I waited a few minutes, dialled but got nowhere. She must have unplugged the line. This did not put me off. She would have to plug it in eventually. I spread the latest Wheatman edition on the desk and thumbed through it to look occupied, reading headlines aloud as if testing their petty poetry:
Vigourman was washing his cup at the staff sink. He dried it and put it on the tray beside the taps. He whistled a few notes with trills in them as if that would soften his officious mood. He kept whistling all the way up to me, scratching his sideburns. He complained how growing whiskers made a man itch.
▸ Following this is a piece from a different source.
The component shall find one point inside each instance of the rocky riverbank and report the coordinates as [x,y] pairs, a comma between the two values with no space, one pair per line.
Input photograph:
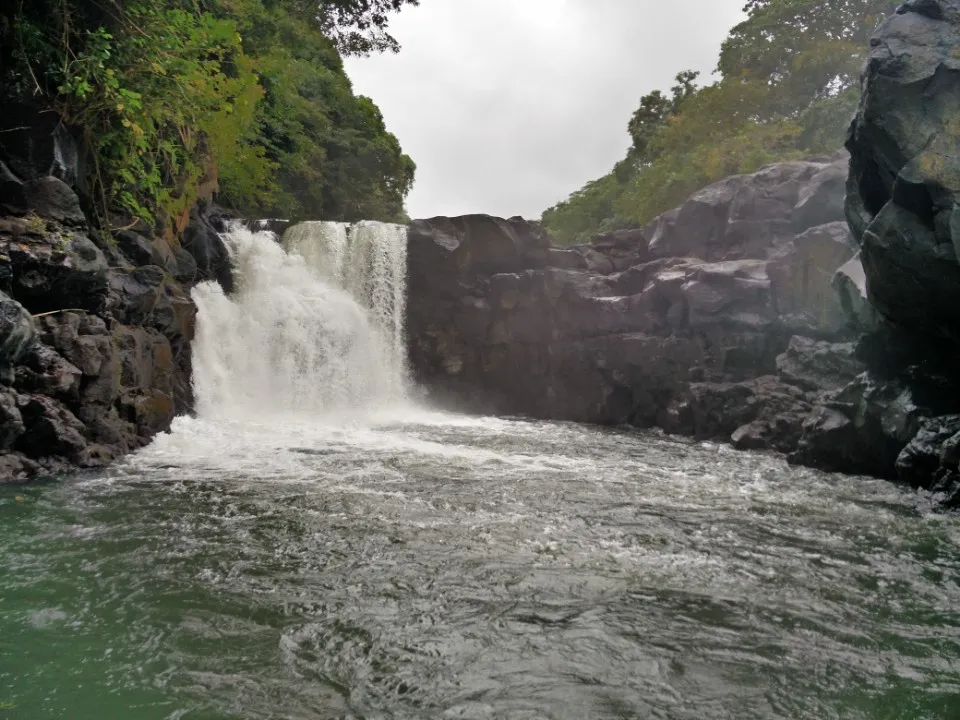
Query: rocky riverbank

He leant close, put a hand on my shoulder.
He said, ‘Shouldn’t you go up to the hospital, to see Tilda? Don’t you think that’s your first priority?’
I bent down and rubbed my ankle. ‘My foot hurts.’
‘I’ll drive you.’
‘I’ve got a call to make.’
I dialled, delaying pushing down on the last digit until Vigourman had retreated. All I reached was the seashell static but pretended I had made contact.
‘Hello?’ I said. ‘Hello.’
I motioned to Vigourman that I’d go with him soon. I bowed my head, closed my eyes and rested that way a minute, stopped my life from anything more happening just yet.